Despedidas não te livram do fracasso

emoções não marcam hora.

A razão talvez seja: entender que acabou

e que a saudade pode ser saudável

e que separar pode ser necessário

para curar a vida


A poesia é paisagem esquadrinhada por grades, é o frio que continua queimando. Arriscar-se nessa jornada poética é se permitir o desequilíbrio, não tolerar o individualismo irritante que nos cerca. O minimalismo dos versos personificam o conflito de existir/resistir à margem da sociedade, de um país. André Luiz Pinto não se contenta com o incontestável: Cada um sonha com a revolução que merece

Migalha dialoga com imagens, cenas do cotidiano. Uma melancolia que deságua em quase todas as páginas. André se revela um cronista ácido, amargo, enfrentando perdas, dívidas e dúvidas de um passado-presente que não se esvai. Mas sua escrita é respiração contínua, sem arremedos, carregada de uma sinceridade potente e de um silêncio tambor que não desafina:

Foi uma noite

estranha...

Eu não conseguia parar

A coberta, por cima do corpo, fazia

do meu corpo uma montanha

e o braço, caído para fora

da cama, fazia do velho braço um rio...

Mesmo assim saí à noite

Havia tantos ao redor. Gritei, sem ser ouvido.

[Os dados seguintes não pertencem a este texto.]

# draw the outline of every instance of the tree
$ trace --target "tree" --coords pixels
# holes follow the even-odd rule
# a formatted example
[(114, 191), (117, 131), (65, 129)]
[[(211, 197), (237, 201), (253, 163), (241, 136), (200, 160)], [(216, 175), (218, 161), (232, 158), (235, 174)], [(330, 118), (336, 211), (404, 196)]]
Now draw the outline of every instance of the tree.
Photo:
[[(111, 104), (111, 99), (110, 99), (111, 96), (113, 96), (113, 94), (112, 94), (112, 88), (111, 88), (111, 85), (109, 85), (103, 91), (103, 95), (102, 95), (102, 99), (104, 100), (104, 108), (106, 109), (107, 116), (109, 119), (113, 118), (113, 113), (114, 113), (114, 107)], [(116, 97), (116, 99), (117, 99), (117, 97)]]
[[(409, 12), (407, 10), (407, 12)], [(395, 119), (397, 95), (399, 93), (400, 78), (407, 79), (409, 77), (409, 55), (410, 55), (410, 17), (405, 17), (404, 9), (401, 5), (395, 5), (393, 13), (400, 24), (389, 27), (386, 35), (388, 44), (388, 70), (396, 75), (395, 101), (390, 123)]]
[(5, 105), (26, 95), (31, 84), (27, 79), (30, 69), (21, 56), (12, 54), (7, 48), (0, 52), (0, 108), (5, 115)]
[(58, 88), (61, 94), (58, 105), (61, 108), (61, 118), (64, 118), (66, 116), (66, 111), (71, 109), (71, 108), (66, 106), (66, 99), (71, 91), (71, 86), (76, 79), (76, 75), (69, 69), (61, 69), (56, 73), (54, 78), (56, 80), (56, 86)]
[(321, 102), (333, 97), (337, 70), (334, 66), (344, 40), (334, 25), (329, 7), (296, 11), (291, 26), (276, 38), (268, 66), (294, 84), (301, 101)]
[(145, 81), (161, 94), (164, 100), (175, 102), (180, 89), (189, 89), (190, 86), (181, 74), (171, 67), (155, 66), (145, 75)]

O poeta beatnik Lawrence Ferlinghetti, em seu Manifesto Populista, conclamava: Poetas, saiam de suas tocas,/Abram suas janelas, abram suas portas,/Chega de viver socados/em seus mundos estanques

André Luiz Pinto “atendeu” o chamado. Sua narrativa poética é pungente até quando nasce prosa: Quando as pessoas irão entender que experimentar é justamente o contrário de ter?

Em tempos de absurdas distopias, Migalha é um livro necessário. É preciso prová-lo, compartilhar da ironia, mas sem cicuta: Sonho (apenas sonho) com muitas formas de rebeldia.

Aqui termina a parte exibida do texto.